Chapter 20 - Catatan

Anak kecil itu terlihat tampan dan imut, dia memakai sarung dan baju koko warna putih, Laras tersenyum melihat keponakannya.

"Te ... Ustadz Kamil palingan suka sama Tante,"

"Ih ... Anak kecil apa sih, ayo cepat," titah Laras.

"Te ... Perawan tua apa sih? Kenapa Bude Lastri selalu bilang begitu ke Tante?"

"Aduh ... Anak kecil ini pinter banget sih, Tante masih muda, masih dua puluh delapan, doakan Tante agar cepat dapat jodoh, jangan ikut-ikut ngatain tante seperti Bude Lastri, karna apa? Setiap perkataan adalah doa, jadi doakan tante yang baik-baik ya," pinta Laras, Hikam berlari, Laras menutup pintu dengan membawa buku harian Naina.

Langkahnya santai sambil mengantar keponakan ke musolah, Laras berpas-passan dengan Ustadz Kamil.

Wanita cantik yang suda berumur itu hanya merunduk canggung, dia sampai dirumah Ibunya.
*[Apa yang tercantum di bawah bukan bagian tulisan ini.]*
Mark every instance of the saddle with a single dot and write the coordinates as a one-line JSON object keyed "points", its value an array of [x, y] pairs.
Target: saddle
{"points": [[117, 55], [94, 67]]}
Laras masul kemar dan membuka gembok buku harian dengan pisau besar.

"Alhamdulillah ... Berhasil," ucapnya syukur berjalan kekamar dan rebahan, lalu mulai membaca.

Catatan. 02.08.2015.

Hari ini aku adalah siswi baru di SMK Nusantara, Jogja, awal yang baru, hari yang baru, teman yang baru, aku Naina Syadila, saat ini umurku tujuh belas tahun, aku masih saja mengabadikan storyku dalam buku, padahal aku sudah remaja. Ya yang pantasnya sudah ada teman untuk curhat.

Namun di Sekolahan lama aku sering menyendiri, ada yang bilang aku memang aneh, ada juga yang bilang dan mengataiku kerasukan, aku sudah tidak peduli dengan semua itu.

Yang terpenting aku perbaiki diri sendiri, dan tidak rempong. Aku berdiri dan melihat banyak wajah beda rupa.

Hari ini aku sangat kesal pemuda sok

keren, melintas digubangan air hujan dan mengotoriku dengan percikan air berwarna coklat. Seragam putih abu-abu bernoda, dan sampai dikelas pemuda itu sok, pemuda itu melepar permen karet yang habis dikunyahnya, dan menempel.dirambutku, pas di poni pula. Heh sangat menyebalkan.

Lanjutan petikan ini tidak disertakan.